Frau Bohnhoff-Luber teilt mit, dass Schulkostenbeiträge für Kinder, die nicht die örtlich zuständige Schule besuchen, aus dem Haushalt des Schulverbandes gezahlt werden. Überwiegend betrifft die Zahlung von Schulkostenbeiträgen Rantumer Schüler. Hörnum trägt diese Kosten mit und hat den Nachteil, dass bei  der Erhebung der Verbandsumlage diese Kinder fehlen und somit den höheren Anteil an der Verbandsumlage, die sich nach den Schülerzahlen in der Schule richtet. Es besteht die Möglichkeit, die Schulkostenbeiträge aus dem jeweiligen Gemeindehaushalt zu begleichen. Nach kurzer Diskussion besteht jedoch Einvernehmen die Schulkostenbeiträge weiterhin aus dem Haushalt des Schulverbandes zu begleichen. Der Verbandsvorsteher bittet um Abstimmung, dass die Schulkostenbeiträge wie bislang aus dem Titel des Schulverbandes beglichen werden. Abstimmungsergebnis: einstimmig


6. Bericht über die demographische Entwicklung der Schülerzahlen

Frau Bohnhoff-Luber trägt die demographische Entwicklung der Schülerzahlen für die Schule auf der Düne vor. Sie sind allgemein rückläufig und liegen bis zum Jahr 2012/13 bei 20 bis 26 Schülern. Die Schülerzahlprognose liegt diesem Protokoll als Anlage bei. In diesem Zusammenhang legt Frau Bohnhoff-Luber die Änderungen dar, die mit in Kraft treten des neuen Schulgesetzes auf die Kommunen zukommen könnten. Die schriftliche Zusam­­men­fassung liegt jedem Mitglied vor.  Die Mindestgröße an Grundschulen beträgt dann 80 Kinder. Eine Kooperation mit einer anderen Schule ist möglich bei Erhalt der Schule als Außenstelle. Bis 2009 sind freiwillige Kooperationen möglich. (Anmerkung der Protokollführerin: Diese Absätze sind aufgrund vertraulicher Personalangelegenheiten gestrichen.) Dies wird von der Verbandsversammlung zustimmend zur Kenntnis genommen. Konkrete Gespräche sollen zum jetzigen Zeitpunkt noch nicht geführt werden. Es soll zunächst die Entwicklung  abgewartet werden. Angedacht wird auch den Kindergarten mit einzubinden.

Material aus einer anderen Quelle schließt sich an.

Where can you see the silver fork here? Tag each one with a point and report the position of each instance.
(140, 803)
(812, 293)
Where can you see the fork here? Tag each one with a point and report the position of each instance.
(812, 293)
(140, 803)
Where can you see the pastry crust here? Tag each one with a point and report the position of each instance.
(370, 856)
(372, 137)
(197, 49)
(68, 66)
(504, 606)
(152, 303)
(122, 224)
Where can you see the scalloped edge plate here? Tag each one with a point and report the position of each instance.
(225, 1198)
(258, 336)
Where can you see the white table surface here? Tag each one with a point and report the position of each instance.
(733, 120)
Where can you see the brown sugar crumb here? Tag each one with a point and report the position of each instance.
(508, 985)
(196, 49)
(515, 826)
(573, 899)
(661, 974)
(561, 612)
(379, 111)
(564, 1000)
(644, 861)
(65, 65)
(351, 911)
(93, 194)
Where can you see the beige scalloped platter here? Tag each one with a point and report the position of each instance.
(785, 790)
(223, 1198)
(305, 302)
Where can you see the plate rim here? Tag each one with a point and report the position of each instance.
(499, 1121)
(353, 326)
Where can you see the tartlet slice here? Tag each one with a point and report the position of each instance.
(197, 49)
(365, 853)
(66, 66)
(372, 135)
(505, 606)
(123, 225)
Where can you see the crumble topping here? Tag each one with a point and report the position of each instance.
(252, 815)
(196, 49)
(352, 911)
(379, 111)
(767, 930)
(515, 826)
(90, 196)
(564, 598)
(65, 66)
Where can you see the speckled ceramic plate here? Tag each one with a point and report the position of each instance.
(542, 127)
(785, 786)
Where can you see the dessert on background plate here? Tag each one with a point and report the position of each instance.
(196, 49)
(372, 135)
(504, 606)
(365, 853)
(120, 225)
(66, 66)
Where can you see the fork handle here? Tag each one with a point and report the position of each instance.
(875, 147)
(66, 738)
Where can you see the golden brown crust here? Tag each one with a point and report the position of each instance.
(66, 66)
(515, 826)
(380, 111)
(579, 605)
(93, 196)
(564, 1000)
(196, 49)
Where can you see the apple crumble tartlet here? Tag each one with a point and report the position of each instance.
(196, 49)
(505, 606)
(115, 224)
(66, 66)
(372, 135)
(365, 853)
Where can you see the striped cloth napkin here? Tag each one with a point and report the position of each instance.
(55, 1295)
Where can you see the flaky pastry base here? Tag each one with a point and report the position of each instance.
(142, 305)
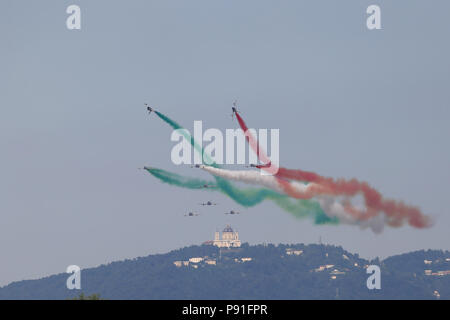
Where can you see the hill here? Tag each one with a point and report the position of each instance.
(251, 272)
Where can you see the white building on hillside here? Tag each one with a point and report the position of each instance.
(229, 239)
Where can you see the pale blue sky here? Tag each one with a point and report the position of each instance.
(349, 102)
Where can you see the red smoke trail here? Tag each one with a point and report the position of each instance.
(395, 211)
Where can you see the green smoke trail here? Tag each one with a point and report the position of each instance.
(248, 197)
(245, 197)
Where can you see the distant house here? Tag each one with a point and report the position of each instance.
(196, 260)
(291, 251)
(228, 239)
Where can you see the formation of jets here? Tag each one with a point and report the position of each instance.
(232, 212)
(208, 203)
(192, 214)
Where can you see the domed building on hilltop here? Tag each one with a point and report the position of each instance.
(230, 239)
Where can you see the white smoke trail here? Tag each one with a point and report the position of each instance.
(329, 205)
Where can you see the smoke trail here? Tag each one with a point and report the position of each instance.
(247, 197)
(396, 212)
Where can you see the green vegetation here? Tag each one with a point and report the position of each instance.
(271, 274)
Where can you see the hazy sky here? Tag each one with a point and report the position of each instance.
(349, 102)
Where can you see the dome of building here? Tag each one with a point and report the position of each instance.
(228, 229)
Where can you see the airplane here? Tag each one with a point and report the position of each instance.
(191, 214)
(208, 203)
(232, 212)
(149, 109)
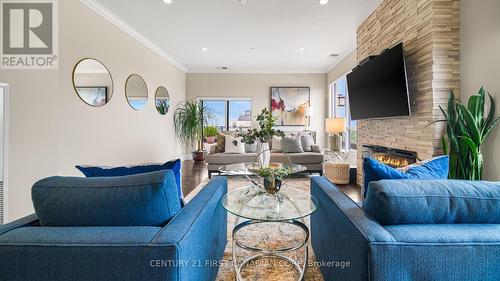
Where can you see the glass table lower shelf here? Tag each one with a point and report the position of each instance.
(270, 233)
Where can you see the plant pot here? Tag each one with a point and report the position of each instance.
(199, 156)
(272, 187)
(263, 154)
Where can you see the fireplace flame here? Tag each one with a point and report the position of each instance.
(391, 160)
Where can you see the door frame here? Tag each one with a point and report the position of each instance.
(6, 103)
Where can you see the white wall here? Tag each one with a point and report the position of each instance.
(258, 87)
(480, 65)
(344, 66)
(51, 129)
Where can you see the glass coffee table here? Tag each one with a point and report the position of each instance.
(259, 212)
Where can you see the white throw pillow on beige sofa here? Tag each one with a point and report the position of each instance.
(230, 148)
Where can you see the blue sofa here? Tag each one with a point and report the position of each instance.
(188, 247)
(437, 238)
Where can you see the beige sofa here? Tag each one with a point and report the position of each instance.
(313, 161)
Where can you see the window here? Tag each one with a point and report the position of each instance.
(230, 114)
(339, 107)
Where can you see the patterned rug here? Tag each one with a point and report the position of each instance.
(266, 235)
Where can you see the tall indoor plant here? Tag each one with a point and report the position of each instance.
(189, 118)
(467, 129)
(262, 136)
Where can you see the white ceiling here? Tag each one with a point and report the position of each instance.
(276, 29)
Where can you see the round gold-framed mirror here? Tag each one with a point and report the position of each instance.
(92, 82)
(136, 92)
(162, 100)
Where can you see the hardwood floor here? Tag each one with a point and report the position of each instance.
(194, 173)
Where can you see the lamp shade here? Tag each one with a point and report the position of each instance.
(335, 125)
(309, 111)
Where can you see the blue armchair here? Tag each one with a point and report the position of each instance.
(444, 245)
(188, 247)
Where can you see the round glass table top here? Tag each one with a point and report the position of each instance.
(253, 202)
(248, 169)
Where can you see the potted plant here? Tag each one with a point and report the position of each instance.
(467, 129)
(210, 133)
(273, 177)
(189, 118)
(262, 136)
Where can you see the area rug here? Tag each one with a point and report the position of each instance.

7. Beratung und Beschlussfassung über die Veröffentlichung der Protokolle im Internet

Öffentliche Ausschussprotokolle und Protokolle der Gemeindevertretung werden im Internet dargestellt.  Die Verbandsversammlung beschließt einstimmig das Einstellen des öffentlichen Teils der Niederschriften des Schulverbandes Hörnum-Rantum ab sofort in das Internet. Hierzu wird von Herrn Dehn angemerkt, dass die Niederschriften des Kurausschusses nicht im Internet dargestellt sind. Der Verbandsvorsteher wird sich um Abhilfe bemühen.

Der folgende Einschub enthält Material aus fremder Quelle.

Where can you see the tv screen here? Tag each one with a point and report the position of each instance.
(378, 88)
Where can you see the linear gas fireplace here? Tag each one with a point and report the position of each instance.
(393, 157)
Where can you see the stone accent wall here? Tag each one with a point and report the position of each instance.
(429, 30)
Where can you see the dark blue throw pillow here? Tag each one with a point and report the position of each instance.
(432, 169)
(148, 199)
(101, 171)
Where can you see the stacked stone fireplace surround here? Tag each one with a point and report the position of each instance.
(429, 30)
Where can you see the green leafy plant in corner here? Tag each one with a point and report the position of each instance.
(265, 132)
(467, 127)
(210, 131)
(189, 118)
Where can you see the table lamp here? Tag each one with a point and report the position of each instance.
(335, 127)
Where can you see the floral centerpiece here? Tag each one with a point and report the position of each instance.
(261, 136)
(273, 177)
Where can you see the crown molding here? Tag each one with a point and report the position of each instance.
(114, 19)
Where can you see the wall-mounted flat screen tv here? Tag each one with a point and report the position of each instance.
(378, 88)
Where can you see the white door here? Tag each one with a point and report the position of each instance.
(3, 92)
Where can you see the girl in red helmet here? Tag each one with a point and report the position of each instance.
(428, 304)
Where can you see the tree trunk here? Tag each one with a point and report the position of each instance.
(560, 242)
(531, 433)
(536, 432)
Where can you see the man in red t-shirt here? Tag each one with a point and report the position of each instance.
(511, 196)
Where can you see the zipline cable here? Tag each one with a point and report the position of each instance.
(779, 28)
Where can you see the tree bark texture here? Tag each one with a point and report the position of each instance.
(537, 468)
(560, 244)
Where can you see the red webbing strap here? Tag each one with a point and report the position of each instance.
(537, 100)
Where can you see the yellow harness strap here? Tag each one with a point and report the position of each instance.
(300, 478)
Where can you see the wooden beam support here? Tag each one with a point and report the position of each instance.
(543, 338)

8. Beratung und Beschlussfassung über das Einstellen von Vordrucken im Internet

Es besteht die Möglichkeit Vordrucke, wie zum Beispiel Anmeldungen für die betreute Grundschule in das Internet zu stellen. Bürger können sich dann im Vorfeld bereits informieren, ohne vorstellig zu werden.  Die Schule möge sich Gedanken machen, welche Vordrucke ins Internet gestellt werden sollen und die Verwaltung entsprechend informieren.


9. Mitteilungen und Anfragen

Entfällt. Frau Diané verabschiedet sich.



Der Verbandsvorsteher schließt den öffentlichen Teil der Sitzung.